Soil is a complicated being. It contains a mixture of many different materials, including rock and minerals, decaying and decomposed organic matter, air, water and living organisms.
High quality soil can happen naturally. But don’t forget the governing rule of the environment: what you remove, you must replace.
When you grow plants, they will take up nutrients, and you will definitely need to top up the soil to keep your plants flourishing.
Healthy soil is alive, filled with microorganisms like bacteria, fungi and yeast as well as creatures like earthworms. They break down organic matter to release nutrients for your plant roots to take up. They also help improve soil aeration and structure.
Soil is the foundation for your garden, and once you understand it, you can begin to improve it in time for the gardening season ahead.
1. Soil types
A look at the different types of garden soil, and how to test yours.
2. Soil improvers
How to improve the condition and quality of your soil.
3. Soil pH
Testing your soil and what its acidity or alkalinity means for you.

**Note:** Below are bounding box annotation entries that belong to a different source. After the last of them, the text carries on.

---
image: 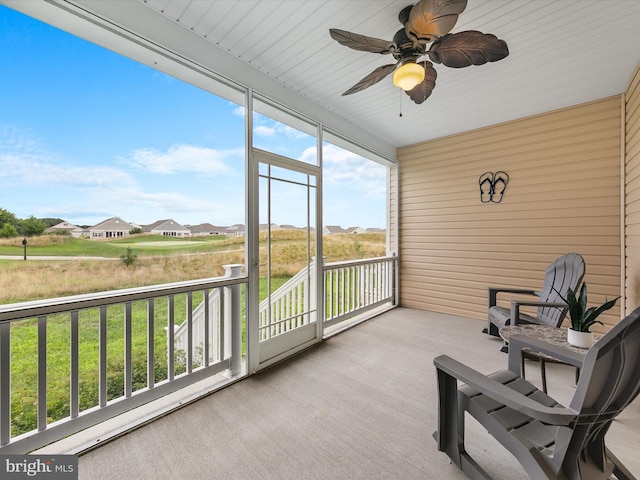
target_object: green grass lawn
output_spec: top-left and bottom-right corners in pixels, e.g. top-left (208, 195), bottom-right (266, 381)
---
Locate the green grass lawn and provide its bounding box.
top-left (0, 235), bottom-right (235, 258)
top-left (11, 277), bottom-right (290, 436)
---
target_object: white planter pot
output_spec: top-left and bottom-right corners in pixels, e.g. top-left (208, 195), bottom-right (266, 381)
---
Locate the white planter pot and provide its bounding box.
top-left (567, 328), bottom-right (593, 348)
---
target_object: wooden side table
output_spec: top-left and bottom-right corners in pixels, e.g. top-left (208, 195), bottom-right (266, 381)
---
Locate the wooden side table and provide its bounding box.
top-left (499, 323), bottom-right (599, 393)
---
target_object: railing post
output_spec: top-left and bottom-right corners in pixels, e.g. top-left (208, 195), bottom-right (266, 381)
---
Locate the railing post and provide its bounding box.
top-left (223, 264), bottom-right (244, 377)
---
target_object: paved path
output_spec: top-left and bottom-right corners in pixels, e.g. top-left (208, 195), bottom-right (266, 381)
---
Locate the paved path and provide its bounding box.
top-left (0, 254), bottom-right (119, 260)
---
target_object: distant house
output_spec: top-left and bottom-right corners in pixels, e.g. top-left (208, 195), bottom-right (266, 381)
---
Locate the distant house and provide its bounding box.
top-left (224, 223), bottom-right (245, 237)
top-left (185, 223), bottom-right (227, 237)
top-left (44, 222), bottom-right (87, 238)
top-left (141, 218), bottom-right (191, 237)
top-left (322, 225), bottom-right (346, 235)
top-left (89, 217), bottom-right (134, 240)
top-left (258, 223), bottom-right (282, 232)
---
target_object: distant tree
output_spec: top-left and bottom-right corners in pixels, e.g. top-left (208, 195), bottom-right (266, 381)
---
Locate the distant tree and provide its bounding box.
top-left (0, 208), bottom-right (18, 228)
top-left (0, 223), bottom-right (18, 238)
top-left (20, 215), bottom-right (47, 237)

4. The best plants for different soils
Great versatile plants for each soil type.
Before you do anything else, it’s vital to find out what type of soil you have in your garden.
Soil is made up of a mixture of different sized mineral and rock particles, depending on the underlying land.
The soil type is determined by the most abundant type of particles.
There are five main soil types. To test yours, grab a handful of soil and squeeze it between your fingers. How it feels should tell you what it is.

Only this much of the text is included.